I am grateful to you, Sir, for allowing me to raise this matter on the Adjournment. It is an open secret that consideration is being given in Government circles to changes in the headage payment scheme which has been in operation since 1977. Some weeks ago a Minister of State was openly canvassing the idea of changes in the scheme in the course of discussions in the context of these spurious so-called consultations on the next phase of EC Structural Funds. Her proposal was that some of the moneys should be taken from the headage payment scheme and devoted to other purposes. More recently it has been revealed that an off-farm income limit for eligibility for these headage payments is being considered, apparently with the intention of restricting the application of the scheme mainly to smaller full-time farmers in the disadvantaged areas. In my view those proposals are utterly misconceived and could be fatal to rural communities and to small towns and villages right across the disadvantaged areas of the country.
I know the scheme very well. I was working in Brussels for the Irish Farmers Association when the scheme was first conceived and I was working in the Commission when the scheme was born and for some years after it came into effect. I say with that knowledge that the clear purpose of the scheme is to channel a direct income subsidy into areas where farming is particularly difficult in order to ensure the maintenance of a reasonable economic and social structure and a reasonable level of population. That was the sole aim of the headage payment scheme.

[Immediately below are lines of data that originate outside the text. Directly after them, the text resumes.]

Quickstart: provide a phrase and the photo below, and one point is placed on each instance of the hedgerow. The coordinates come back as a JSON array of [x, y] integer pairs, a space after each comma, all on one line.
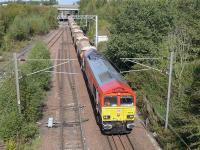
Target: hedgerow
[[22, 125]]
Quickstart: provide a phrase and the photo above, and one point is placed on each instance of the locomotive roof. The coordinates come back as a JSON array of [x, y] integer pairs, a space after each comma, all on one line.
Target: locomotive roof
[[103, 71]]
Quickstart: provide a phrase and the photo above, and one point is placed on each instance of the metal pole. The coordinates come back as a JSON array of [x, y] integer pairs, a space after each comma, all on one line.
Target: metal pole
[[96, 41], [169, 88], [17, 81]]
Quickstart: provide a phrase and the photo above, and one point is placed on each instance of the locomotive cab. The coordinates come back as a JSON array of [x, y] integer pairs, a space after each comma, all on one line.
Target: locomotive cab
[[118, 112]]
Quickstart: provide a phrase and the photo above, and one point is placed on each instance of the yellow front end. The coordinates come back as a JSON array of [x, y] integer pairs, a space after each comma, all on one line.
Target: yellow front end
[[118, 113]]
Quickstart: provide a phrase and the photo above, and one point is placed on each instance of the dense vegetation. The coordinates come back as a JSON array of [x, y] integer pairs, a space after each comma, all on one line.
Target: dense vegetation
[[20, 22], [141, 28], [21, 127]]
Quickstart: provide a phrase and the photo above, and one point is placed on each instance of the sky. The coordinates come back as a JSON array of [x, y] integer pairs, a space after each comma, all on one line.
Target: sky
[[67, 1], [60, 1]]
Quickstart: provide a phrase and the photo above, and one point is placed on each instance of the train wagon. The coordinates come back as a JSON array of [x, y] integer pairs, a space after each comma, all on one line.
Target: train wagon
[[114, 100]]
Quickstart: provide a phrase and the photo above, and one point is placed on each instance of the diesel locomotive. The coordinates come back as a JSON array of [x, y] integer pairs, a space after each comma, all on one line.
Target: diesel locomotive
[[114, 100]]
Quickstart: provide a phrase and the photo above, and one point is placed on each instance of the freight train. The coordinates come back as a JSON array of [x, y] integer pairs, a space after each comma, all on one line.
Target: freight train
[[114, 101]]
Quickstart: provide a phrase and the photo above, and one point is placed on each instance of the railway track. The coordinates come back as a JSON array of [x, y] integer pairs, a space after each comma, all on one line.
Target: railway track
[[71, 133], [120, 142]]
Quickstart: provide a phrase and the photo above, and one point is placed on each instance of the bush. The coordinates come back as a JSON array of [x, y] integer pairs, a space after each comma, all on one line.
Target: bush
[[20, 28]]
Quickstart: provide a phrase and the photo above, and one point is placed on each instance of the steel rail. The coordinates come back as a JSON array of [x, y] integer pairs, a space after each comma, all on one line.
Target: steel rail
[[72, 83], [60, 78]]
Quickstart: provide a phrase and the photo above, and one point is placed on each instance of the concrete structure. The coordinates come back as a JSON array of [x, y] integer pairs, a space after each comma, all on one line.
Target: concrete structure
[[65, 10]]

It is outrageous that the Economic and Social Research Institute is seeking to justify proposals for diverting funds away from this scheme on the grounds that it is only an income subsidy scheme, as if there was something wrong with income subsidy schemes. Let us be perfectly clear that this is an income subsidy scheme and it has never been represented as anything else. It is efficient at fulfilling the purpose it was set up for and it is not in need of any improvement from the smart aleck Labour Party "fairyland" economics. With effect from 1990 there has been no off-farm income limit on eligibility for the scheme. There was an income limit which was removed in 1989 on the basis of the income situation on farms at that time. If anything the situation has got worse since then and income on farms in disadvantaged areas has slipped even further behind other incomes.

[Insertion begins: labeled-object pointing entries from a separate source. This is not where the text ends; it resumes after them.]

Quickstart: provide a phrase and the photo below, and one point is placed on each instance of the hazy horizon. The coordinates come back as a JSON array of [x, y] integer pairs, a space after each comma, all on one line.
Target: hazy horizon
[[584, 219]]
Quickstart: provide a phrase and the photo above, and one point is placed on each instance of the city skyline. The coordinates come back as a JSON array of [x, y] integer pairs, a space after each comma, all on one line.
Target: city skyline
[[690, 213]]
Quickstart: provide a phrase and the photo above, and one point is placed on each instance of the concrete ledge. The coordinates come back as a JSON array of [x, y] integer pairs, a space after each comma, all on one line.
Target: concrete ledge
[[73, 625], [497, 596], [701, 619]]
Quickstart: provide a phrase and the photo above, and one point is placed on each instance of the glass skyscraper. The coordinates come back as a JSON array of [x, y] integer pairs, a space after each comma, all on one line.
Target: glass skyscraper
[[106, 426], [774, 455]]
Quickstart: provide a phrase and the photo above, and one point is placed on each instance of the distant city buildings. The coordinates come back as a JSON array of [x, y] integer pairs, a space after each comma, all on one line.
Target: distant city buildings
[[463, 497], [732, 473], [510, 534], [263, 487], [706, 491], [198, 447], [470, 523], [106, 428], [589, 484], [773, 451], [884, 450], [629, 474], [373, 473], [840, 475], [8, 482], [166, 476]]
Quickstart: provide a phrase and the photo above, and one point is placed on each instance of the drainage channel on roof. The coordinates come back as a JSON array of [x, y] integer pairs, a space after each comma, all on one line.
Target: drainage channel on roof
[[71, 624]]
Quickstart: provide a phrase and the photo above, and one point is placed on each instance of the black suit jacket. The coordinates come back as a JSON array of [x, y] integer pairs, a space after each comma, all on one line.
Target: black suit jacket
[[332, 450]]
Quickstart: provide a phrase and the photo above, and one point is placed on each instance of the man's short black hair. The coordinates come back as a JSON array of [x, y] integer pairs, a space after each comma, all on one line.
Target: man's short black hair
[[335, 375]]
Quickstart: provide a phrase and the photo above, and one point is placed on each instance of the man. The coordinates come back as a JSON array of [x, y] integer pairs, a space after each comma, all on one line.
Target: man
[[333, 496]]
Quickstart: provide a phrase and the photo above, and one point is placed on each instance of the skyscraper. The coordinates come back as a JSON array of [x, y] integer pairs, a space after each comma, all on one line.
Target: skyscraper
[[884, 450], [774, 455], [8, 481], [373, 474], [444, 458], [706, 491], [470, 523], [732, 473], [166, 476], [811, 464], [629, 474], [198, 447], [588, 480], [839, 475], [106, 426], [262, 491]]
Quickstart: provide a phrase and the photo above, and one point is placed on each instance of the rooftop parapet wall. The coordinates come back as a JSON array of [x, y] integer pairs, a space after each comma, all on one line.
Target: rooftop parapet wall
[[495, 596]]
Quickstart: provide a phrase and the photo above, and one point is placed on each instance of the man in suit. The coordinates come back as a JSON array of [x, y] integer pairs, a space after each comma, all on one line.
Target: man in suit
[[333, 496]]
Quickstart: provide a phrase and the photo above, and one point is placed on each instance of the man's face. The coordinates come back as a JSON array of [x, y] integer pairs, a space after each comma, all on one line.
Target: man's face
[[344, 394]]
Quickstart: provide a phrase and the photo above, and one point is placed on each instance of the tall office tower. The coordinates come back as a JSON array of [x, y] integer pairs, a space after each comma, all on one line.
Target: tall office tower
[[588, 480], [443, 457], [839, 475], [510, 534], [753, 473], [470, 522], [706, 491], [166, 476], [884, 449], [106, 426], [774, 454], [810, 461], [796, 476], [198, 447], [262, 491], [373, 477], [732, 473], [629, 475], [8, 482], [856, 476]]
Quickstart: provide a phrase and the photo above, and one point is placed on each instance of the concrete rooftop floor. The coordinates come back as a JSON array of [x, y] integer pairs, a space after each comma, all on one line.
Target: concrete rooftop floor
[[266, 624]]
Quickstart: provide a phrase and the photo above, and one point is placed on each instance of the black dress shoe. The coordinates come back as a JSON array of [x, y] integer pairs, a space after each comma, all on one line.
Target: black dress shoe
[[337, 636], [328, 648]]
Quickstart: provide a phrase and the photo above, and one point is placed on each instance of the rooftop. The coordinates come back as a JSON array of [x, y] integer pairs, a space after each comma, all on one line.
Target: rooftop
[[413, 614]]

There are studies quoted in that unpublished NESC report which show that very clearly. For example, there were 80,000 farms in 1990 in the disadvantaged areas where income was below £5,000 from the farm and where the farm operator had no other income. Equally, it appears that in 1990 there were about 27,000 in disadvantaged areas where the farm income was less than £5,000 and where the farm operator had another source of income. Those of us who are familiar with the disadvantaged areas will know that in the vast majority of those cases the off-farm income was small and frequently it is either sporadic or seasonal. In 1990 45 per cent of Irish farmers were part-time in the disadvantaged areas where subsidies, including headage payments and other transfers, added over 50 per cent to appallingly low farm income figures. A further 15 per cent of the total number of Irish farmers were full-time in the disadvantaged areas where subsidies, including headage payments, added another 25 per cent to very modest levels of farm family income.

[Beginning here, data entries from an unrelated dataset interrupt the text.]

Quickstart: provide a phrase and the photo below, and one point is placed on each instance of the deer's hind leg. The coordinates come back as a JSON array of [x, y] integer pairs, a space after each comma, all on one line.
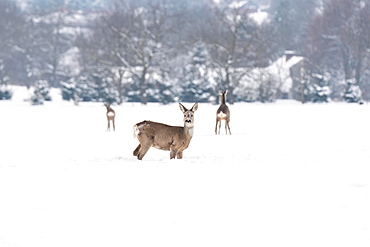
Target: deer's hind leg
[[227, 124], [216, 126], [108, 128], [136, 151], [145, 144], [173, 152]]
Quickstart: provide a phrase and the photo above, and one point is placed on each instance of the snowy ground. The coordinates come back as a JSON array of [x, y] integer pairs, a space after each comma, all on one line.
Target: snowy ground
[[290, 175]]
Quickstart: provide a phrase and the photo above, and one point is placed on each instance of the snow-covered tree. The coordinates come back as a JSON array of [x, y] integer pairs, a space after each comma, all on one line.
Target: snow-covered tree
[[321, 91], [41, 93], [195, 83], [268, 88], [353, 93], [5, 93]]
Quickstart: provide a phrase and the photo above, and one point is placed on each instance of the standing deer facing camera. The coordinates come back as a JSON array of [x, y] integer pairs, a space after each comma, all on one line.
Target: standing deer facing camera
[[223, 113], [165, 137], [110, 116]]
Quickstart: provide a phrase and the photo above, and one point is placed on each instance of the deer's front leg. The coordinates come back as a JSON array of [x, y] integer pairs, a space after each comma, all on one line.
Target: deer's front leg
[[136, 151], [179, 154]]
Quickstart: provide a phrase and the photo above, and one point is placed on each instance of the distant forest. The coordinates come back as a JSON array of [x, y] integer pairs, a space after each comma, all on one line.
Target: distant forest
[[171, 50]]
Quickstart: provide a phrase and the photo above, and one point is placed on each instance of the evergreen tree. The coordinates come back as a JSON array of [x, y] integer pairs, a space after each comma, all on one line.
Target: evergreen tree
[[195, 85], [267, 88], [5, 93], [41, 93], [321, 89], [353, 93]]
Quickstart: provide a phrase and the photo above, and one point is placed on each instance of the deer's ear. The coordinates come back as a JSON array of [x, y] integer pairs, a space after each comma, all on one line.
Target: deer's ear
[[195, 107], [182, 108]]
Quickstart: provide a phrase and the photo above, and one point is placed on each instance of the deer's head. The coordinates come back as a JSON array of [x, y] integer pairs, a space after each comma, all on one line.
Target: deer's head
[[189, 114]]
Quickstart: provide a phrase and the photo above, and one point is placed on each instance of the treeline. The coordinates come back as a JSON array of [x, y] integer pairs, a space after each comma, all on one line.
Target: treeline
[[170, 50]]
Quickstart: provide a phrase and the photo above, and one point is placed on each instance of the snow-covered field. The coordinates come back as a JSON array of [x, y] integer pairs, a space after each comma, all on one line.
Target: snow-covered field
[[289, 175]]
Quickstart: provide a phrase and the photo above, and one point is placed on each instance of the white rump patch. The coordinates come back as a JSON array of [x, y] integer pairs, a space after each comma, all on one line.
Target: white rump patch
[[221, 115]]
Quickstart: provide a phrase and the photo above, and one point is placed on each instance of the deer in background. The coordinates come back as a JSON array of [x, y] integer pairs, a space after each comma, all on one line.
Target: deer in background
[[223, 113], [165, 137], [110, 116]]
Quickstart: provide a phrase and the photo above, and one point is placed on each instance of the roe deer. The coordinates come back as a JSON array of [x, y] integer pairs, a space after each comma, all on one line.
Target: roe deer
[[110, 116], [223, 113], [165, 137]]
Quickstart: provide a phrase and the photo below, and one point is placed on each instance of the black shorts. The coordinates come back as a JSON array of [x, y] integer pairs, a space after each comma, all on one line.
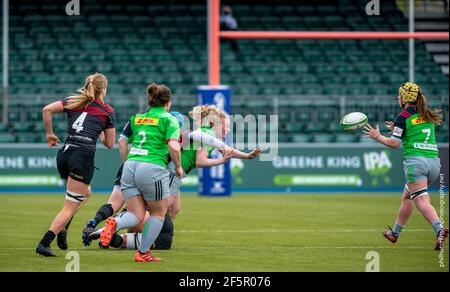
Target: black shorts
[[76, 163], [118, 176]]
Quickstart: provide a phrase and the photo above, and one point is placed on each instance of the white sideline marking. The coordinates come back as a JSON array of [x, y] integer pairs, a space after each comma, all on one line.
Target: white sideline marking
[[250, 248], [296, 231]]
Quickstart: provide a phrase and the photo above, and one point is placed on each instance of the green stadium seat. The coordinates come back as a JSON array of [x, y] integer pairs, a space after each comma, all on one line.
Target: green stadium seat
[[7, 138], [302, 138]]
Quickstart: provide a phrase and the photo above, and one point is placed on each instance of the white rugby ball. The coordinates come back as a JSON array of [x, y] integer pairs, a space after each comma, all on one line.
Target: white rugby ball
[[353, 121]]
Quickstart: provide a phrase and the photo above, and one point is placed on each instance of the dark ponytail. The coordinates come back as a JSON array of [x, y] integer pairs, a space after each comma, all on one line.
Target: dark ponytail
[[158, 95]]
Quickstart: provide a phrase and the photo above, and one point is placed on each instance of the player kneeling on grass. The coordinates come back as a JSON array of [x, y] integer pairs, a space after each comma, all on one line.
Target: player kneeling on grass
[[132, 239], [196, 146], [414, 127], [145, 180], [116, 200], [88, 117]]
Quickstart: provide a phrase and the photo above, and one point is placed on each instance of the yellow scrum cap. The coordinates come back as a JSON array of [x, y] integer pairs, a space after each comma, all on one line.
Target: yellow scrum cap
[[409, 92]]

These data show very clearly that there can be no justification for the imposition at this time, or at any time, of an off-farm income limit for eligibility for this scheme.
I need tonight, and I would like to have, a very simple direct response from the Minister. All I want the Minister to say is that there will be no interference with the headage payments scheme. If the Minister says any more than that, and if he qualifies his answer in any way, then I will know that the headage payments scheme is under threat and with it the economic and social fabric of a vast part of rural Ireland.